G.F. Bailey began talks with Trotwood about the new homes more than a year ago before the Memorial Day tornadoes that damaged 4,434 properties in Montgomery County and displaced as many as 1,100 households. But the design always included houses able to withstand EF3 tornadoes, said Max Fuller president of G.F. Bailey Build Group.
After the tornadoes, the developers added a safe room that consists of extra steel reinforcement in the frame of one of the interior rooms, he said. G.F. Bailey learned about the “safe room” at a county-sponsored event following the tornadoes.
“With everyone’s recent experience, that’s pretty important,” Fuller said. “…Though tornadoes were not in the picture when we began, these features have become more important in light of our recent tragic tornado experience, as well as the need for replacement housing.”
Alt Architecture is working on the final drawings for the first four homes to be built in the Sycamore Woods development in more than a decade. Trotwood’s planning commission approved the homes earlier this week on the condition they include more brick for cosmetics, said Jung-Han Chen, Trotwood’s planning and development director.
“We hope to get two to four under roof before winter,” Fuller said. “We will have an option to buy quite a few more lots. We’ve even broached the subject of a long-term relationship with Trotwood, building in several neighborhoods.”
The homes are expected to sell fast, Fuller said. G.F. Bailey has the option to buy more of the 28 available lots in the Sycamore Woods area, said Fred Burkhardt, executive director of the Trotwood Community Improvement Corporation, which currently owns the parcels.
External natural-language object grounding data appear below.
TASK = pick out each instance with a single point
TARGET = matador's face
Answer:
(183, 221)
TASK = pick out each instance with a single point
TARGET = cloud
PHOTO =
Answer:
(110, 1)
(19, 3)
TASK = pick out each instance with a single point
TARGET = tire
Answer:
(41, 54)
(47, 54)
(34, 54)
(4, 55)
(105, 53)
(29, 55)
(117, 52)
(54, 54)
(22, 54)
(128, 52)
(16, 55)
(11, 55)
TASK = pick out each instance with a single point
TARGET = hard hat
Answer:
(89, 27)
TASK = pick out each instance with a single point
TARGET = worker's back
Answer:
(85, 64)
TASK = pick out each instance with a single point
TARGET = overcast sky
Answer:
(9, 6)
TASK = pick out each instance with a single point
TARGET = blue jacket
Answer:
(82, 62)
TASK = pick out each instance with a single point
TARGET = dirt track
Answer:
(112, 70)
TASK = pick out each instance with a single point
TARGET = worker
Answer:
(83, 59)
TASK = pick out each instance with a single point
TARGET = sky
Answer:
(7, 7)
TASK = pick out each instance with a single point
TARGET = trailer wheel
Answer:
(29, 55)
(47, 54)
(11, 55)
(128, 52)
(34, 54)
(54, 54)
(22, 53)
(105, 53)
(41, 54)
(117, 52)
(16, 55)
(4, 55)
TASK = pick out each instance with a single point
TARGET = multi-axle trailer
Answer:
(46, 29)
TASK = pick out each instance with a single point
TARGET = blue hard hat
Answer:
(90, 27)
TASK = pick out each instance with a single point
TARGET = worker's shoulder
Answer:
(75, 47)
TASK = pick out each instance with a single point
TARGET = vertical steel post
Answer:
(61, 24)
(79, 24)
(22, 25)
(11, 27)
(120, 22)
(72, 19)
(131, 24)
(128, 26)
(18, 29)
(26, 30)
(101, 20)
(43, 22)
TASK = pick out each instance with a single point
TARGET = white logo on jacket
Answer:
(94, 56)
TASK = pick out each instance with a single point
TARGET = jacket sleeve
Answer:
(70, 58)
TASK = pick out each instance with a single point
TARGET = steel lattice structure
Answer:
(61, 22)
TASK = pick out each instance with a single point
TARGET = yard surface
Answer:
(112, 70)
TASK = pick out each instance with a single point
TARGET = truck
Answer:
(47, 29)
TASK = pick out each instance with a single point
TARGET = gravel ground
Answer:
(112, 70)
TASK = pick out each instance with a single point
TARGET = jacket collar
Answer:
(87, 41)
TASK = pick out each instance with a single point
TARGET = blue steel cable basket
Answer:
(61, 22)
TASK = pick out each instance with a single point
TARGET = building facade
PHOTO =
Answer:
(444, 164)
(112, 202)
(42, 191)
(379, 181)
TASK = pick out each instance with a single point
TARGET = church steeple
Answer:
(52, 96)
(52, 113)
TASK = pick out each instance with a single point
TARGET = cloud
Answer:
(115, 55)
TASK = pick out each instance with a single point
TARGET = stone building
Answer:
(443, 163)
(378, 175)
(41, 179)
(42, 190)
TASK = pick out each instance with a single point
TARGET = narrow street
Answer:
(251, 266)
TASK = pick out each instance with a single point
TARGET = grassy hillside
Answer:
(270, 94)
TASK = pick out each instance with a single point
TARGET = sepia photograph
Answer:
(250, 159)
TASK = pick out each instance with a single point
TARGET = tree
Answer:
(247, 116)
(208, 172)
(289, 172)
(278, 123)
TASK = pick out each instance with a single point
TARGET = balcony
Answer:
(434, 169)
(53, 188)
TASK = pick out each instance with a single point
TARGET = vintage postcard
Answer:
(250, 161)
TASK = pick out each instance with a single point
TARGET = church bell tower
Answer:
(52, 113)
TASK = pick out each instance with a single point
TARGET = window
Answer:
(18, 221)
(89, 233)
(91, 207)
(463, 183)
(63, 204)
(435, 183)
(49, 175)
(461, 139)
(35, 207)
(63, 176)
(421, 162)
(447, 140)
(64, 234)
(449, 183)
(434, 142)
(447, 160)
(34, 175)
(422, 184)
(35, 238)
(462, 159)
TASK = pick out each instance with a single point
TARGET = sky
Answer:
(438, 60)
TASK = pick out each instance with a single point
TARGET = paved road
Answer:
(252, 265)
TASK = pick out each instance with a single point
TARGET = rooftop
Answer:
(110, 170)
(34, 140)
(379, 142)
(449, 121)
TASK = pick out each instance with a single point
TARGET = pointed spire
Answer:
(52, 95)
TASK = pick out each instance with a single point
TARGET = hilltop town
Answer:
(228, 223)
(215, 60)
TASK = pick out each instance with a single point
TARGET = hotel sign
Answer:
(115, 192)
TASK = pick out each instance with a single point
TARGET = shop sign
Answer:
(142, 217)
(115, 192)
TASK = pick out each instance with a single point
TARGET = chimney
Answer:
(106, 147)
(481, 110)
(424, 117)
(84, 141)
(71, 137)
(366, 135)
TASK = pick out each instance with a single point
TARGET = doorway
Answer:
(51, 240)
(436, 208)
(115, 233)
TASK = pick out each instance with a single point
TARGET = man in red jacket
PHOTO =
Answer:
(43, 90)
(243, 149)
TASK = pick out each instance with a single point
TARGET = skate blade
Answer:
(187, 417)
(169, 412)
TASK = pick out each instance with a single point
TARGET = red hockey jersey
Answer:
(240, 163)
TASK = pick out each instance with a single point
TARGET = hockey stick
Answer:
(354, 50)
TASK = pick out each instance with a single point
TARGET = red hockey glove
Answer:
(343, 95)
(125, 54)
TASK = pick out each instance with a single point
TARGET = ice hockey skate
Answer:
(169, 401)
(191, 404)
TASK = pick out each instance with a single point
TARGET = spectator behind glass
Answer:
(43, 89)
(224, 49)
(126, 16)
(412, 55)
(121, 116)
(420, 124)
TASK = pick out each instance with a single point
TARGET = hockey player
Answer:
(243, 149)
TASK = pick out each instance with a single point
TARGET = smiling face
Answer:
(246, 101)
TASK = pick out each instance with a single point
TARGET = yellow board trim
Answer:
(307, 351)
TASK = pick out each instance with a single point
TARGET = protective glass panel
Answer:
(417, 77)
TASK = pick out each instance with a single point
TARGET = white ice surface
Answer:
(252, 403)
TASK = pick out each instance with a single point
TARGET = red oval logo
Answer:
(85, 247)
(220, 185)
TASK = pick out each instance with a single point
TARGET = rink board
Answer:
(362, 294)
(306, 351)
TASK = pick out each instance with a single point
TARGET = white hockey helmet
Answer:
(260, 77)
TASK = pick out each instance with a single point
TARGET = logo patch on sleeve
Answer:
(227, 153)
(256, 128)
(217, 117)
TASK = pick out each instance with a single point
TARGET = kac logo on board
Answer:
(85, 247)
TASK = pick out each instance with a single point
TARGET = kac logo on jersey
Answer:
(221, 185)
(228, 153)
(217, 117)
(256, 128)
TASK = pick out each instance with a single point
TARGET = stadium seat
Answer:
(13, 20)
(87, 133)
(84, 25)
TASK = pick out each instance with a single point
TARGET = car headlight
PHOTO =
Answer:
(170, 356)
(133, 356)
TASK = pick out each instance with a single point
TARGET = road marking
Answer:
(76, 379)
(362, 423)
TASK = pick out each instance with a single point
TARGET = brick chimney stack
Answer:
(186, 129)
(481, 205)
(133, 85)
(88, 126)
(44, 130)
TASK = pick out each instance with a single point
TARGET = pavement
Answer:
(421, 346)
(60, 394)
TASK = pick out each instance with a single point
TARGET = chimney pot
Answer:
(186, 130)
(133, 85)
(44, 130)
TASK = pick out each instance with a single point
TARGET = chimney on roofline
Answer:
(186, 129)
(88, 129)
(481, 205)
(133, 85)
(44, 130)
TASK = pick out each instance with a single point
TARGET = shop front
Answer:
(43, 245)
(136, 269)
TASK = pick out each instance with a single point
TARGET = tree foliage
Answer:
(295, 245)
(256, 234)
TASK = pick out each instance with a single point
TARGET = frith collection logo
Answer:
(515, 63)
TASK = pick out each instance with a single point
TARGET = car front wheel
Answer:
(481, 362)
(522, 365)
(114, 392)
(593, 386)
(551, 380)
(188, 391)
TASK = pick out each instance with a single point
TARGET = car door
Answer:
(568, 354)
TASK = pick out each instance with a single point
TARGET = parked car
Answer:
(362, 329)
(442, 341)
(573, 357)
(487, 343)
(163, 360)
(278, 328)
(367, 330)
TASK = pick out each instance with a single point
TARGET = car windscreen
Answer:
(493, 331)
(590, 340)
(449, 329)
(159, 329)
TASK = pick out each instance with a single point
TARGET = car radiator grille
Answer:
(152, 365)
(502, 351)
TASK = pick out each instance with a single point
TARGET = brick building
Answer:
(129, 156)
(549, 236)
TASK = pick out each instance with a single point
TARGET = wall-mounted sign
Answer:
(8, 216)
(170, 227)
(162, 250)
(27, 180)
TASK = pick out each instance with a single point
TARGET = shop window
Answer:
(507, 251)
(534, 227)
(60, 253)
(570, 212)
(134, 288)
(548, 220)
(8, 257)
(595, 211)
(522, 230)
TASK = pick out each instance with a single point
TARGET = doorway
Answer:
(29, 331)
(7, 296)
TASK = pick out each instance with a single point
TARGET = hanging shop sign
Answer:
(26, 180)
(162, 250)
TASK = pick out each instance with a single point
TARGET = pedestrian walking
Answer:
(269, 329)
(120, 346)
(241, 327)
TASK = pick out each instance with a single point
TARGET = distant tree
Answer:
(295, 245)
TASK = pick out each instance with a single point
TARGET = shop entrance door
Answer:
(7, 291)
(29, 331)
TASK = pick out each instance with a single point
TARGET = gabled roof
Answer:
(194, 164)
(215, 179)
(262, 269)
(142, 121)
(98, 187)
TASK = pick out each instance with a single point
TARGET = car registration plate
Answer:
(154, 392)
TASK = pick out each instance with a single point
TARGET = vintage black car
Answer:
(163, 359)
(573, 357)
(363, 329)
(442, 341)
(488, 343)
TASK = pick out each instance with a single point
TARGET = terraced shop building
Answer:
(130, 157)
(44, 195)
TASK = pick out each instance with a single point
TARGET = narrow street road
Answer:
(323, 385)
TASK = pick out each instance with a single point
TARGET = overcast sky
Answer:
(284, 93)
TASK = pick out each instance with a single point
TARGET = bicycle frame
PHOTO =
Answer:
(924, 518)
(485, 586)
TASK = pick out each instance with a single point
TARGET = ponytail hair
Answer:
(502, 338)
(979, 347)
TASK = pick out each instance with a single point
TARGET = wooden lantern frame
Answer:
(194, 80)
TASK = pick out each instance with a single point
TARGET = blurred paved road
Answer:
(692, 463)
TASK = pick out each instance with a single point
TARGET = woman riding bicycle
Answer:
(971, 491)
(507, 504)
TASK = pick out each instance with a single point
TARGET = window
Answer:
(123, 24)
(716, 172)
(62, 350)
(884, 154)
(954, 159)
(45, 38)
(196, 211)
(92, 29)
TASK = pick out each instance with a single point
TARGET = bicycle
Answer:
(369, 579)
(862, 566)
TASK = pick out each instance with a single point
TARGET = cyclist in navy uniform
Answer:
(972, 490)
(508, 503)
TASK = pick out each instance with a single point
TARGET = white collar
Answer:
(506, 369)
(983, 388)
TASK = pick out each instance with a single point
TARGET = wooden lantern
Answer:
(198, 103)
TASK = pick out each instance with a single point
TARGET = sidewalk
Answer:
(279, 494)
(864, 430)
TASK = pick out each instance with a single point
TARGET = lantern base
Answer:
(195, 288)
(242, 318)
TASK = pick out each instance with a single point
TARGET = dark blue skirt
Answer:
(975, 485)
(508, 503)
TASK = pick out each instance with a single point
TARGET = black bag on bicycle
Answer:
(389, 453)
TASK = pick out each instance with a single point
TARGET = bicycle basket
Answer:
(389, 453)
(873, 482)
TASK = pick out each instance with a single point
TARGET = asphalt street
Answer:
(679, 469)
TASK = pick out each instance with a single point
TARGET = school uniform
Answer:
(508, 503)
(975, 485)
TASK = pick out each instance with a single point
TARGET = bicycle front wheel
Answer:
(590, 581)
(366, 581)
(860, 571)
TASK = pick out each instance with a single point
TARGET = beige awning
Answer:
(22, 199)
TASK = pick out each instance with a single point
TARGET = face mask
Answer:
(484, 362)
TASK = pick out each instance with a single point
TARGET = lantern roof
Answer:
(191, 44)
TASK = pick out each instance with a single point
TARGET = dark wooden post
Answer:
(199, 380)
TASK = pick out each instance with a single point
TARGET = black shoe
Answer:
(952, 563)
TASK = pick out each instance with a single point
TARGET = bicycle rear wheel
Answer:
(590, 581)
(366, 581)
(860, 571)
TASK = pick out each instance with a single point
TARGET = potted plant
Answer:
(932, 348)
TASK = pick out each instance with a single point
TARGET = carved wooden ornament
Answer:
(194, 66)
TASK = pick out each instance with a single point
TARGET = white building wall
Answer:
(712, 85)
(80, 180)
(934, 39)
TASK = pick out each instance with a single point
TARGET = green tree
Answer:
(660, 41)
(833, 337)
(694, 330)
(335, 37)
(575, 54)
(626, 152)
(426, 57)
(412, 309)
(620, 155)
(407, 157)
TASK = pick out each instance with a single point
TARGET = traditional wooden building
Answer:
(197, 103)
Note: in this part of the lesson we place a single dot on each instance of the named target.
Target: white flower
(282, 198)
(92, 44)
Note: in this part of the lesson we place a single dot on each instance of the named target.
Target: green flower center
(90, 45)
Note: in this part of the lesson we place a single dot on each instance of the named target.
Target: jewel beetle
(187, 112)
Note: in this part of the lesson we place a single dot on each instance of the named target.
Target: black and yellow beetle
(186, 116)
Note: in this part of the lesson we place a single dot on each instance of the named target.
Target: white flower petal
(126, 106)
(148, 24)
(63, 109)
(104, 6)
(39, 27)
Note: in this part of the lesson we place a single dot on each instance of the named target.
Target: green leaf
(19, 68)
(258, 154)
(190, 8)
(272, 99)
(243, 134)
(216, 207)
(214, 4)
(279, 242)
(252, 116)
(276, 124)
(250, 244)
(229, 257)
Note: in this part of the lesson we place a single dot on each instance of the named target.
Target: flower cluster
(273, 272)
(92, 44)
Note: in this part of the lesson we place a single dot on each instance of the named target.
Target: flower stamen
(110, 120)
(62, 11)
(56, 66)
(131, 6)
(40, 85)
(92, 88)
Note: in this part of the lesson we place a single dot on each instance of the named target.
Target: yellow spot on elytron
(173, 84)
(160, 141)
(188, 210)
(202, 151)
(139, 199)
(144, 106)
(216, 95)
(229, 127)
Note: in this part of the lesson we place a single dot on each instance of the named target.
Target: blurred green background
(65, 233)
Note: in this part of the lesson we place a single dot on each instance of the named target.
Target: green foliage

Homes on the other parcels would have options for customization, Fuller said. The layout can be made to ADA standard or as accessible as a buyer wants and both the interior and exterior design could be altered. Atl Architecture is also working to develop different layouts.
G.F. Bailey is also interested in developing the tornado-resistant homes in Drexel and Townview, and the developer can scale up or down the homes to fit the market.
“If you’re going to build and you’re going to build new, build not only for sustainability, but build for a contingency,” Burkhardt said.
The homes will be made with a pre-fabricated all steel frame and metal roofs, Fuller said. The exterior can be finished with various textures from brick to vinyl siding. The first four will feature three bedrooms, two baths, a two-car attached garage and 1,200 square feet of living space and used as models until they’re sold.
“We’re using metal roofs with a 50 year warranty and we’re using steel infrastructure for strength and we’re trying to make them as long lasting and maintenance free and energy efficient and green as possible. We’re not just building a house, we’re challenging home building,” said Tim Forbess, founder and principal at G.F. Bailey.
The homes are 90 percent recyclable and require almost no maintenance on the exterior, Fuller said.
The metal frame, pre-fabrication model also helps keep the price down, below $150,000 if possible, and helps speed construction, Fuller said.
“It’s right next to Sycamore State Park. So it’s contiguous to walking trails; it’s contiguous to horseback riding, to fishing, to camping, and we think we found this little jewel in the county,” Forbess said.